Although the present disclosure and its advantages have been described in detail, it should be understood that various changes, substitutions and alterations can be made herein without departing from the spirit and scope of the disclosure as defined by the appended claims. For example, many of the processes discussed above can be implemented in different methodologies and replaced by other processes, or a combination thereof.

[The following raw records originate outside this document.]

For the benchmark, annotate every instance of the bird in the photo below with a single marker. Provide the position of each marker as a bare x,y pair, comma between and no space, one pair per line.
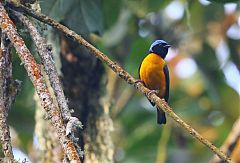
153,73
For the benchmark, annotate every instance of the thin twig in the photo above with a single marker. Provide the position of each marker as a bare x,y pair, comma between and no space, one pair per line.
5,100
34,72
45,54
124,75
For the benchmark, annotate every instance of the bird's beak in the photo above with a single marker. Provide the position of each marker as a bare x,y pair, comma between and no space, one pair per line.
167,46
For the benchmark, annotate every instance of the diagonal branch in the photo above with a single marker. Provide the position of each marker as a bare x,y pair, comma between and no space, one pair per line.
124,75
34,72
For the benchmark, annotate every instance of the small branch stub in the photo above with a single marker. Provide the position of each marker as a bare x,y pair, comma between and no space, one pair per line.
34,72
124,75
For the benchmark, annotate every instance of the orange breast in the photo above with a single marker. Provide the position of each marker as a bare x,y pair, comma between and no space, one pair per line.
152,74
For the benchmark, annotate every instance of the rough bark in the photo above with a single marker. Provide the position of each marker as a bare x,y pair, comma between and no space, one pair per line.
84,88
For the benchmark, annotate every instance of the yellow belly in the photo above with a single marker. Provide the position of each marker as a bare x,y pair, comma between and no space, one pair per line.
152,74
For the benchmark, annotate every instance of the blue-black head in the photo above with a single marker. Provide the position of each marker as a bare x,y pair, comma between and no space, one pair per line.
159,47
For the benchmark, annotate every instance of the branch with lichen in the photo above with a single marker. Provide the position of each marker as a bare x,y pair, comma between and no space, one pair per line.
45,54
34,72
124,75
5,100
231,145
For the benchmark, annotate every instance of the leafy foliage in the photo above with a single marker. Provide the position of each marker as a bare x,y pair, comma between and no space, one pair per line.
205,98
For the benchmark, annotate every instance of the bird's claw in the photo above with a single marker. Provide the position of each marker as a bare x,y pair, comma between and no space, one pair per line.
138,81
152,91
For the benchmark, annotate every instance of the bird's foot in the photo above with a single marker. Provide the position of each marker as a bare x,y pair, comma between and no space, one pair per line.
139,81
151,92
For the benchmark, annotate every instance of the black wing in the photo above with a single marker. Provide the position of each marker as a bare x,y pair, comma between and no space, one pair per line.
166,72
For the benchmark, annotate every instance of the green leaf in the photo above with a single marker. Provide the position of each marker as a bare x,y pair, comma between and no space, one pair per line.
223,1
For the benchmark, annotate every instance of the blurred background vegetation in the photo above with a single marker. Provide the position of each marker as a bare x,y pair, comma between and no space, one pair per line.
204,69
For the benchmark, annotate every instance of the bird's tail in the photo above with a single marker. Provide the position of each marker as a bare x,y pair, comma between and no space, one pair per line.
161,118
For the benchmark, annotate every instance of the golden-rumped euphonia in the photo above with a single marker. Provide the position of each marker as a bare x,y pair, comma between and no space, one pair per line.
153,72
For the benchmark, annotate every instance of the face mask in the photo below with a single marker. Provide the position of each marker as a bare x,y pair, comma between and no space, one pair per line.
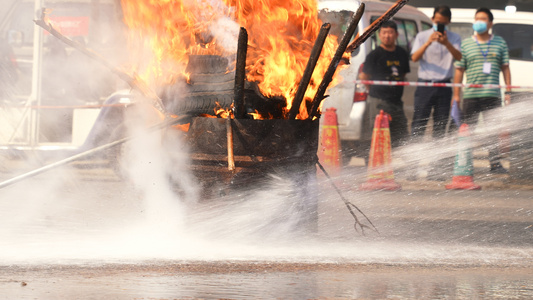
480,27
435,27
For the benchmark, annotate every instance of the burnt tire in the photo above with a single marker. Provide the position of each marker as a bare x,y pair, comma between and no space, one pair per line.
207,64
210,87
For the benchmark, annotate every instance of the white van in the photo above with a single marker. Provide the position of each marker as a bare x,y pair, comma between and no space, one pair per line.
347,97
515,28
68,77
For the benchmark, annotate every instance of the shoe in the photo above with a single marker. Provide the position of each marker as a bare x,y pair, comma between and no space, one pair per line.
436,176
498,169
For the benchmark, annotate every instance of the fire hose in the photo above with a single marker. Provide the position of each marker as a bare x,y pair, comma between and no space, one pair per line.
162,125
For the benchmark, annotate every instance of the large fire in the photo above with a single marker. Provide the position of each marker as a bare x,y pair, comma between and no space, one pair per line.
281,36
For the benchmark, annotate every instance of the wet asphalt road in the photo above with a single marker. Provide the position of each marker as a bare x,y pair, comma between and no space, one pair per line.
432,244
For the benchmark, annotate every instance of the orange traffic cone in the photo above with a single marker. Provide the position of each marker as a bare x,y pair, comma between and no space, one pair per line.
380,173
329,150
463,170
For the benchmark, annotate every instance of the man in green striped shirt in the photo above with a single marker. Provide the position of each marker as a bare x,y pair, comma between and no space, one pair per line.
484,56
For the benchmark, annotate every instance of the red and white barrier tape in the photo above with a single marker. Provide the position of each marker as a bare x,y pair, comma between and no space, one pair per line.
67,106
441,84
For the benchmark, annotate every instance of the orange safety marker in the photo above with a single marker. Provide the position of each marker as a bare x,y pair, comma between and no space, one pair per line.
463,178
328,153
380,173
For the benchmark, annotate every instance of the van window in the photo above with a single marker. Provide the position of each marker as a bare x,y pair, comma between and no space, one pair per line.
407,31
463,29
339,20
519,39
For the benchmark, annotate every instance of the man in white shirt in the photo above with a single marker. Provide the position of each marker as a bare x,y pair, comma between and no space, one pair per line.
436,49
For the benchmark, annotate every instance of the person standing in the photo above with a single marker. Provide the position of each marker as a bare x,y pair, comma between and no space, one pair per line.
387,62
436,48
484,57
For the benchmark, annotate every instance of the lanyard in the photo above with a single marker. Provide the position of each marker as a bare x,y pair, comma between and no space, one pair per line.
484,53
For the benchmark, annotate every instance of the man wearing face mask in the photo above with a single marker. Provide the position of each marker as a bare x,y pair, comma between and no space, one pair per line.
484,57
436,49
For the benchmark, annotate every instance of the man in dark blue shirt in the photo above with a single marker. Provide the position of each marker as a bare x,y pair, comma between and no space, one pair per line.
387,62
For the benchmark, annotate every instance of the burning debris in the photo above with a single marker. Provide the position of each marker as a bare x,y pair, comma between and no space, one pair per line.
192,70
281,36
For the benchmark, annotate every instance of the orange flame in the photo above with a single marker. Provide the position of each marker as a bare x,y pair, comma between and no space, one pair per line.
281,36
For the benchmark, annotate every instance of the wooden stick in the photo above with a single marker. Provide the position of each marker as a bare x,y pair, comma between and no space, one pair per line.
328,76
240,74
311,64
376,25
229,135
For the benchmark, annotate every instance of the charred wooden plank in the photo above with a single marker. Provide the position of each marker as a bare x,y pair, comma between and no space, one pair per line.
311,64
328,76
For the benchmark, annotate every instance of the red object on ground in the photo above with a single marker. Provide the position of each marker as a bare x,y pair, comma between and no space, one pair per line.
380,173
328,153
463,178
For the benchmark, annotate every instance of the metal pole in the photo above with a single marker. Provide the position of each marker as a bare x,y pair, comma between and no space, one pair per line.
36,82
229,136
311,64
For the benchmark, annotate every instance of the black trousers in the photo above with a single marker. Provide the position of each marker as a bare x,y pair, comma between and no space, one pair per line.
427,99
471,109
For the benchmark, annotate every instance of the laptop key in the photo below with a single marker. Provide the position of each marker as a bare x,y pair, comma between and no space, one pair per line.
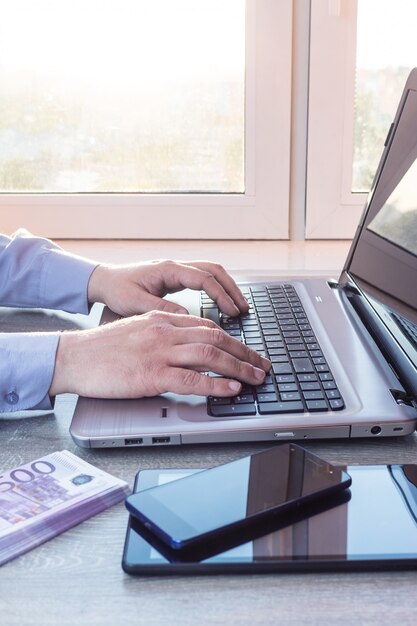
210,313
303,366
316,405
219,410
266,408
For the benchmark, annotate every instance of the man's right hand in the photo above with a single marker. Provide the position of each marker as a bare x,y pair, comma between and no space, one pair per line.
151,354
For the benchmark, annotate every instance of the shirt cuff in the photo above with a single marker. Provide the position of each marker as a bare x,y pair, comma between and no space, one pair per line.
64,283
27,362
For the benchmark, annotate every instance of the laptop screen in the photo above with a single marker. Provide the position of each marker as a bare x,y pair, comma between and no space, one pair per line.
383,258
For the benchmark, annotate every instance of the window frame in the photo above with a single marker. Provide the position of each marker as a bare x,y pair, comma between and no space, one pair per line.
197,216
332,209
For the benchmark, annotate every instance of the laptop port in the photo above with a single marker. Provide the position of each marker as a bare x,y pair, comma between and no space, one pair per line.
161,439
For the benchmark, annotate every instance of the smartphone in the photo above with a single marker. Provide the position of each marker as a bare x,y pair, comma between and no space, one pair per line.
204,507
373,529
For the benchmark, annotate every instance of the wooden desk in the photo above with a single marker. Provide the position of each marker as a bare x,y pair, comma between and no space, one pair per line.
76,578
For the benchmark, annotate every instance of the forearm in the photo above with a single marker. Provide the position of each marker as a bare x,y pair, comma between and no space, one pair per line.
27,362
34,272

Moreover, the scope of the present application is not intended to be limited to the particular embodiments of the process, machine, manufacture, composition of matter, means, methods and steps described in the specification. As one of ordinary skill in the art will readily appreciate from the disclosure of the present disclosure, processes, machines, manufacture, compositions of matter, means, methods, or steps, presently existing or later to be developed, that perform substantially the same function or achieve substantially the same result as the corresponding embodiments described herein may be utilized according to the present disclosure. Accordingly, the appended claims are intended to include within their scope such processes, machines, manufacture, compositions of matter, means, methods, and steps.